The introduction of a digital renminbi into Macau would potentially have a positive impact on the gaming industry, easing cash flow for mass and premium mass players, but the “devil would be in the details,” says Bernstein Research.

The firm has published a detailed analysis of China’s plans to roll out a digital currency and the potential impact on gambling in Macau. Beijing has already implemented a pilot scheme for the digital yuan in four major cities and is aiming for launch by 2024. 

There has been speculation as to whether Macau would also adopt the currency.

On the downside, Bernstein said it could be potentially negative for casinos if Macau mandates that all casino chip purchases are in the digital currency — a scenario it describes as “draconian.” It would make the casinos highly vulnerable were China to put daily, or annual transaction limits and it would also essentially eliminate the junket system.

The digital RMB would give the government much greater scrutiny and control over money flows and may also constrain direct credit issuance to VIP customers.

Bernstein stresses in the report that it doesn’t expect any changes in the short term. It says the introduction of a digital RMB in Macau will very much depend on China easing, or fully lifting, its current system of capital controls.

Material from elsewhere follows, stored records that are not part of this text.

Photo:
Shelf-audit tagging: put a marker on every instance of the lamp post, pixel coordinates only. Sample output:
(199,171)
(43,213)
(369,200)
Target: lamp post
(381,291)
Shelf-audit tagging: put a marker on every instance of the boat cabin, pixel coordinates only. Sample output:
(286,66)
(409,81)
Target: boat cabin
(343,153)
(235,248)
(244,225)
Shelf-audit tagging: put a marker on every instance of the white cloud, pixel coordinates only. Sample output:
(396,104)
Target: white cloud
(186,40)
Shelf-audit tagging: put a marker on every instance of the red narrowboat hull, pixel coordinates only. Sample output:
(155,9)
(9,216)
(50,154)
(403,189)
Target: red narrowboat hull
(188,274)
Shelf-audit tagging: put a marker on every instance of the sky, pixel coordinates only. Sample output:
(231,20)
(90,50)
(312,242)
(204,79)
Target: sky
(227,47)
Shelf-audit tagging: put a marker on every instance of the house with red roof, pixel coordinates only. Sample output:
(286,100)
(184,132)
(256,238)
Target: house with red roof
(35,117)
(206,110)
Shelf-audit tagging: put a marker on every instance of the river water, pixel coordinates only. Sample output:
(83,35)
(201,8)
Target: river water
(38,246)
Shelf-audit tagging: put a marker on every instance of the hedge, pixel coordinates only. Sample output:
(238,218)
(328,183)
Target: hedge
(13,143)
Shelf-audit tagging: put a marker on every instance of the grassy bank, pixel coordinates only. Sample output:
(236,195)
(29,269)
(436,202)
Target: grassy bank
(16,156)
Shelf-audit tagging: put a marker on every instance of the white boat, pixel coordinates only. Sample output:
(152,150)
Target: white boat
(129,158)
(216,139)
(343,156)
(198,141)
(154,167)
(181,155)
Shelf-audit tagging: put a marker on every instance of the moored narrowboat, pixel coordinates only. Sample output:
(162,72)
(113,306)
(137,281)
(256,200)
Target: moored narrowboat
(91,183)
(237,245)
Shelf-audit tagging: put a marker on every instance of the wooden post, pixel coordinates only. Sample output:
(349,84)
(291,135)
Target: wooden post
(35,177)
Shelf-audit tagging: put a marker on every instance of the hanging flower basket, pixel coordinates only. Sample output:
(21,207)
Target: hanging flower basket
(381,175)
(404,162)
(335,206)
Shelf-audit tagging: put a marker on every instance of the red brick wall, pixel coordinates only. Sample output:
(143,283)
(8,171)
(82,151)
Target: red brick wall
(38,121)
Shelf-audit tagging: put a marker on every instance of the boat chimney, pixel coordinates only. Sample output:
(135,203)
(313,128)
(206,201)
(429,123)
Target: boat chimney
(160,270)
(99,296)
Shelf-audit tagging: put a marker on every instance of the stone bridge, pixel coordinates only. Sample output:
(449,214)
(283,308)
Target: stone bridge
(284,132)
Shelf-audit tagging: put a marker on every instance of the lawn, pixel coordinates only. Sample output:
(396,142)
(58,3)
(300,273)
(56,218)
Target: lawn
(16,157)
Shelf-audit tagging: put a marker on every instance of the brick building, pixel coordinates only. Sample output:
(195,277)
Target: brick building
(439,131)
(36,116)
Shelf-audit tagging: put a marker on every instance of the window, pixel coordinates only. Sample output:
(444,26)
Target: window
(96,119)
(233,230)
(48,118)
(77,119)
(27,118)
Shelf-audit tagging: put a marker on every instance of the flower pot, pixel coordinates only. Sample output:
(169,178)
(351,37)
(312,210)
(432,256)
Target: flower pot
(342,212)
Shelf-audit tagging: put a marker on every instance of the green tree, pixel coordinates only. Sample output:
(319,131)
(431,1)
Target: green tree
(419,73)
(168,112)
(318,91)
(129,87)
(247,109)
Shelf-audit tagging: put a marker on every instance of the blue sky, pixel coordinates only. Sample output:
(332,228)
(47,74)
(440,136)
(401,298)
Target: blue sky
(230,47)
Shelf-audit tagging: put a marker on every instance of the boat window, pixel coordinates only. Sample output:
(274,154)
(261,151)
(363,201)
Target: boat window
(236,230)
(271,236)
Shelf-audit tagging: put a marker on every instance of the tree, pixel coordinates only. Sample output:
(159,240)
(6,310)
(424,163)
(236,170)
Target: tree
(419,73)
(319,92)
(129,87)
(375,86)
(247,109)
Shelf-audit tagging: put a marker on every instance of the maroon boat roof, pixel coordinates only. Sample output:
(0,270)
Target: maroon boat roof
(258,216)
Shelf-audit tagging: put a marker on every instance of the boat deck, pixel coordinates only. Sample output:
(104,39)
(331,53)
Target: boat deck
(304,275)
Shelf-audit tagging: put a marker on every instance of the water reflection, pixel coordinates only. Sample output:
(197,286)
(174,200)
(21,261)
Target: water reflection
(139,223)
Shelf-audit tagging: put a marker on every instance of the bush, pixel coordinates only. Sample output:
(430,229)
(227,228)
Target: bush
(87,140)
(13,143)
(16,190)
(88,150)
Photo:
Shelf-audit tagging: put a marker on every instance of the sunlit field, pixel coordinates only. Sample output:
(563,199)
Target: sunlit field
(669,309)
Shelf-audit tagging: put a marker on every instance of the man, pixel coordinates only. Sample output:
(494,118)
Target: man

Beijing’s long-term aim is to internationalize its currency and as part of that move the RMB will ultimately need to become fully convertible. At that point, the Macau pataca could potentially be eliminated and replaced by the RMB.

“Is this likely to happen any time soon? No,” Bernstein says. 

However, it points out that the nature of the market has been gradually changing as it evolves to a more mass focused industry and the secrecy element favoured by VIP players has been gradually fading as operators step up AML and Know your Customer requirements. 

“The transformation in Macau will be a long process,” it says. “In our view, eventually digital transactions will be the norm and cash as we know it will be an historic relic.”

This is a process that will span many years, but will ultimately be beneficial.

“Easier access to money flow into Macau and disintermediation of junkets would be a positive driver for continued growth in premium mass in Macau.”